Roueida Mabardi AGENCE FRANCE-PRESSE

Le Programme alimentaire mondial (PAM) a commencé début juin la distribution à quelque 200 000 personnes de rations alimentaires (riz, pois chiches, farine, huile) dans les régions les plus touchées: Raqqa, Hassaké et Deir Ezzor.

Des dizaines de milliers de familles doivent bénéficier de ces aides, selon le PAM.

«La situation est vraiment mauvaise» dans le nord-est de la Syrie, a affirmé une responsable du PAM, Selly Muzammil.

C'est la deuxième fois que des aides alimentaires y sont distribuées conformément à un plan de lutte contre la sécheresse mis en place l'an dernier par les Nations unies.

Myassar Darouiche al-Hussein, 22 ans, originaire de Deir Ezzor, est arrivé à Damas avec sa famille depuis trois mois. Il a trouvé un emploi dans une usine pour moins de 200 dollars par mois.

À Deir Ezzor, le «rendement des récoltes a chuté de 70%», dit-il.

Son frère, resté là-bas, cultive du blé et de la canne à sucre. Mais, explique-t-il, la situation est difficile car, en plus de la sécheresse, «le mazout est devenu cher» en raison d'une baisse des subventions gouvernementales aux carburants.

Selon l'ONU, plus d'un million de personnes ont migré des régions du nord-est vers les zones urbaines. Les cultivateurs n'ont plus de revenus et plus de quoi se nourrir.

La production du blé, considérée comme une ressource stratégique en Syrie, est estimée cette année à 2,4 millions de tonnes contre 4,1 millions en 2007.

«Nous allons importer du blé pour la troisième année consécutive», la consommation nationale s'élevant à environ quatre millions de tonnes par an, écrivait mardi le quotidien al-Baas.

En réaction, le gouvernement a pris des mesures urgentes: aides, rééchelonnement des prêts et exonération d'impôts pour les projets d'investissement.

Le vice-premier ministre pour les affaires économiques Abdallah Dardari a annoncé samedi le doublement des investissements à Deir Ezzor, qui atteindront 21 milliards de livres syriennes (420 millions US) pour les cinq prochaines années.

M. Dardari a appelé le secteur privé à investir également dans cette région et a annoncé la construction d'un barrage d'un coût d'un milliard d'euros qui irriguera quelque 30 000 hectares.

«Deir Ezzor était une ville verdoyante.
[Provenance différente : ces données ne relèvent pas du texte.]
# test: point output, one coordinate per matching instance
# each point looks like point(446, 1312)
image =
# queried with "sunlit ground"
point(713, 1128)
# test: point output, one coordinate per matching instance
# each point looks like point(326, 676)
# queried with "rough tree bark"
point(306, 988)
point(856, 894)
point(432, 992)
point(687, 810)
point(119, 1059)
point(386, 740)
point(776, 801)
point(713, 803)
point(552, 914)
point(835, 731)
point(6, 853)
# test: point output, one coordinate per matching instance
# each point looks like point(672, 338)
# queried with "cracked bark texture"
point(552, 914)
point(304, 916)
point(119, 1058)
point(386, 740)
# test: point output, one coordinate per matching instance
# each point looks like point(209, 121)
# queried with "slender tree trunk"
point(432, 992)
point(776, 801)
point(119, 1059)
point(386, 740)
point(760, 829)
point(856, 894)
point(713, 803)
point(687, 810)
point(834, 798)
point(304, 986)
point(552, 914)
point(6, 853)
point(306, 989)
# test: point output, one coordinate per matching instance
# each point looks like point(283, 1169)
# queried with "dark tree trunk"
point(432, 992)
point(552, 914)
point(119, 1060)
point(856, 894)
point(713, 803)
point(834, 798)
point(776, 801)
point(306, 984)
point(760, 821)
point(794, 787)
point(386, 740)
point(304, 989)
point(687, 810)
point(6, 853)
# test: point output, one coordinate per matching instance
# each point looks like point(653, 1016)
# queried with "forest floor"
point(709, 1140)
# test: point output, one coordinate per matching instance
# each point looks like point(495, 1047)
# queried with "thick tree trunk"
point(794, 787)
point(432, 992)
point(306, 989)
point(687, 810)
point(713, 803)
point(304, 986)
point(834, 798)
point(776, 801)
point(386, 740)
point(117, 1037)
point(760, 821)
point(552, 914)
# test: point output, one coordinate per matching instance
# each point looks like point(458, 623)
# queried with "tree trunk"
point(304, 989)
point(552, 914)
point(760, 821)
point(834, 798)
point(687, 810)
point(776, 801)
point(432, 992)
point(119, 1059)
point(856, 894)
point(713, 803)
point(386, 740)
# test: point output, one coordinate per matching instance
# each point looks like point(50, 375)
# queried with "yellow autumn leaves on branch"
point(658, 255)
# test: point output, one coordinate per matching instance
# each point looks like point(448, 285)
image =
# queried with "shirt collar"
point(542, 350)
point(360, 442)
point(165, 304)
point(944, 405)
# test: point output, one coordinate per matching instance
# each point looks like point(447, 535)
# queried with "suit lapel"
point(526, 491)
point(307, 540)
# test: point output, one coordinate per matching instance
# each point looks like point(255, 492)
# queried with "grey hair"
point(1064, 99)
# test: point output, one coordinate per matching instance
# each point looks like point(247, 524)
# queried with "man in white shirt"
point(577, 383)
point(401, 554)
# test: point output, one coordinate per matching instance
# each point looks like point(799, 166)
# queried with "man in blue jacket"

Aujourd'hui, elle est désséchée, les champs ressemblent à des déserts, le Khabour (fleuve) est à sec», raconte, sous couvert d'anonymat, un retraité militaire de 50 ans qui vit depuis 33 ans près de Damas.

Il se dit «effaré» par le nombre des déplacés qui ont fui leurs conditions précaires pour s'installer aux alentours de Damas et de Daraa (sud).

«Si nous ne produisons rien, nous n'avons pas de revenus», explique Shirouane, qui, lui, a quitté deux mois auparavant son village natal Al-Dirbassiyé (dans le gouvernorat de Qamechli) pour Damas, après la diminution de la production de blé et de coton. Il s'est improvisé chauffeur de taxi.

Dans une lettre publiée dans la presse officielle, le gouverneur de Hassaké a demandé aux autorités le réechelonnement des prêts accordés aux cultivateurs pour la saison 2009-2010 «en raison de la baisse de 60% de la production (...) et de la propagation d'une maladie qui touche le blé».